Ms. 45: ANGEL OF VENGEANCE (1981)

VINGANÇA DE UMA MULHER
Um filme de ABEL FERRARA



Com Zoë Tamerlis, Albert Sinkys, Darlene Stuto, Helen McGara, Nike Zachmanoglou, Jimmy Laine (Abel Ferrara), etc.

EUA / 80 min / COR / 4X3 (1.37:1)

Estreado nos EUA a 24/4/1981
Estreado em PORTUGAL a 13/11/1981
(Lisboa, cinema Odeon)



She was abused and violated. It will never happen again!

Mais um filme em que o móbil central é o da vingança de uma mulher. À semelhança da história de “I Spit On Your Grave”, a premissa em “Ms 45: Angel of Vengeance” é também uma dupla violação exercida sobre a mesma mulher (fora e dentro de portas). Mas as semelhanças ficam-se por aqui, como adiante se verá. Thana (interpretada pela actriz americana Zoë Tamerlis – ou Lund – nascida em Nova Iorque, a 9/2/1962 de mãe sueca e pai romeno; e falecida em Paris, a 16/4/1999), é uma costureira muda, empregada num atelier nova-iorquino, que num dia azarento é assaltada e violada num beco da cidade; como se tal não bastasse, ao chegar a casa sofre novo assédio sexual por parte de um assaltante que se consegue introduzir no seu apartamento. Do primeiro homem (interpretado pelo próprio Abel Ferrara) não mais se ouvirá falar; mas o segundo acaba morto às mãos de Thana (nome derivado do grego Thanatos, que significa morte), a qual, para se defender, golpeia-o na cabeça com um ferro de engomar. Para se desembaraçar do corpo corta-o em pedaços, colocando-os em diversos sacos de plástico no frigorífico para depois, pouco a pouco, os ir distribuindo pelos caixotes de lixo da cidade.

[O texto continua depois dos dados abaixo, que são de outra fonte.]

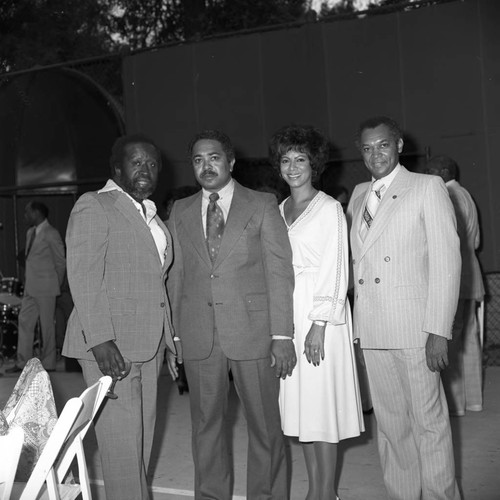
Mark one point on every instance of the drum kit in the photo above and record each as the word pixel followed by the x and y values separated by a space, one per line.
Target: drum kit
pixel 11 294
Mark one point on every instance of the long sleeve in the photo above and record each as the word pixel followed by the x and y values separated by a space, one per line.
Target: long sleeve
pixel 333 274
pixel 87 242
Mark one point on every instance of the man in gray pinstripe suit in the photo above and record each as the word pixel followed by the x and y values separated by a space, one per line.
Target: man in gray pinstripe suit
pixel 118 255
pixel 406 262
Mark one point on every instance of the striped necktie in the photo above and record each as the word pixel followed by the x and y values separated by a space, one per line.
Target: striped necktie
pixel 31 240
pixel 215 226
pixel 371 207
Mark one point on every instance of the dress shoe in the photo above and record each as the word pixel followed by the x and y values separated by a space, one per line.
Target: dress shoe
pixel 14 369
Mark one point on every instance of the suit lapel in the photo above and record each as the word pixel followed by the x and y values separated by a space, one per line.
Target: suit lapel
pixel 168 249
pixel 357 211
pixel 240 213
pixel 128 209
pixel 190 220
pixel 392 199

O argumento prossegue no mesmo tom, centrando-se em episódios mais ou menos sangrentos e traçando uma evolução psicológica demasiado galopante para a protagonista, que de jovem-caldinho-sem-sal passa em apenas meia dúzia de dias a mulher fatal, liquidando uma série de homens que de algum modo se lhe atravessam no caminho, lembrando-lhe não só os actos de que foi vítima mas sobretudo fazendo-a sentir que o seu estado psíquico se está a descontrolar rapidamente. Thana mata para se proteger a ela própria - não tanto como defesa de um qualquer acto iminente mas sim resguardando-se antecipadamente de uma agressão que a sua mente, cada vez mais perturbada, a faz acreditar ser de novo possível. Ou seja, enquanto que em “I Spit On Your Grave” tínhamos uma vingança directa sobre os responsáveis pelas violações, aqui essa vingança exerce-se indiscriminadamente. Não tem um objectivo particular, antes dispara, literalmente, em todas as direcções, percorrendo por várias vezes um caminho que vai da solidão do apartamento de Thana à hostilidade sempre presente nas ruas da cidade, até se consumir, já mergulhada em absoluta irracionalidade, na festa final do halloween.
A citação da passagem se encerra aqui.